Aurelia gritó mientras un escalofrío eléctrico recorría su cuero cabelludo. Su cabello se soltó de una vez, una ola dorada que cayó al barro. Se arrastró hacia atrás, chillando.
“Todavía no lo sientes”, dijo Laya en voz baja.
El farol se apagó. Aurelia fue tragada por la oscuridad, calva, temblando, hundiéndose en el barro de la mujer a la que había agraviado. Laya saltó de la rama sin hacer ruido y desapareció en las profundidades del bosque.
El amanecer siguiente se arrastró sobre la plantación. Los trabajadores emergieron, pero intercambiaban miradas silenciosas. Habían oído los gritos. Sabían que algo había cambiado.
A media mañana, la puerta principal de la mansión se abrió. Todos los trabajos se detuvieron.
Aurelia Bowmont salió. O más bien, el fantasma de lo que fue. Su vestido estaba torcido. Sus ojos, hinchados. Y su cuero cabelludo, liso, pálido y brillante bajo el sol, estaba descubierto para que todos lo vieran.
Un silencio sepulcral cayó sobre el patio.
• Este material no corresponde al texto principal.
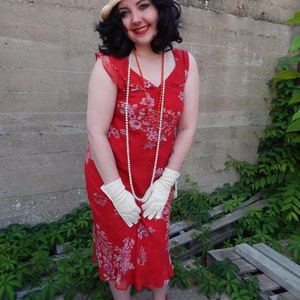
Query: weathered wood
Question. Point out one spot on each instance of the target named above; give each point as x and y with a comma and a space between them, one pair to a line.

Los esclavos la miraban, no con burla, sino con el asombro de una justicia que nunca esperaron presenciar. El señor Bowmont salió al porche, borracho de la mañana, frotándose los ojos.
“Mujer”, arrastró las palabras. “¿Por qué diablos te ves así?”.
“Cariño”, suplicó ella, “no es… alguien me hizo esto”.
Él la miró fijamente. Parpadeó. Y entonces, estalló en una carcajada áspera y fea que resonó en todo el patio.
“¡Dios tenga piedad! ¡Pareces un pollo desplumado!”.
El rostro de Aurelia se contrajo de vergüenza. “¡Deja de reírte!”, le gritó a su marido, pero él no paró. Llorando lágrimas de humillación, Aurelia corrió de vuelta a la casa, dando un portazo.
Laya nunca fue vista de nuevo. Pero Aurelia Bowmont nunca volvió a salir de esa casa. Y en las noches húmedas, cuando el viento soplaba desde el pantano, los trabajadores de la plantación juraban que aún podían oír un tarareo suave y antiguo, y recordaban que aunque el cabello vuelve a crecer, las maldiciones, a veces, echan raíces permanentes.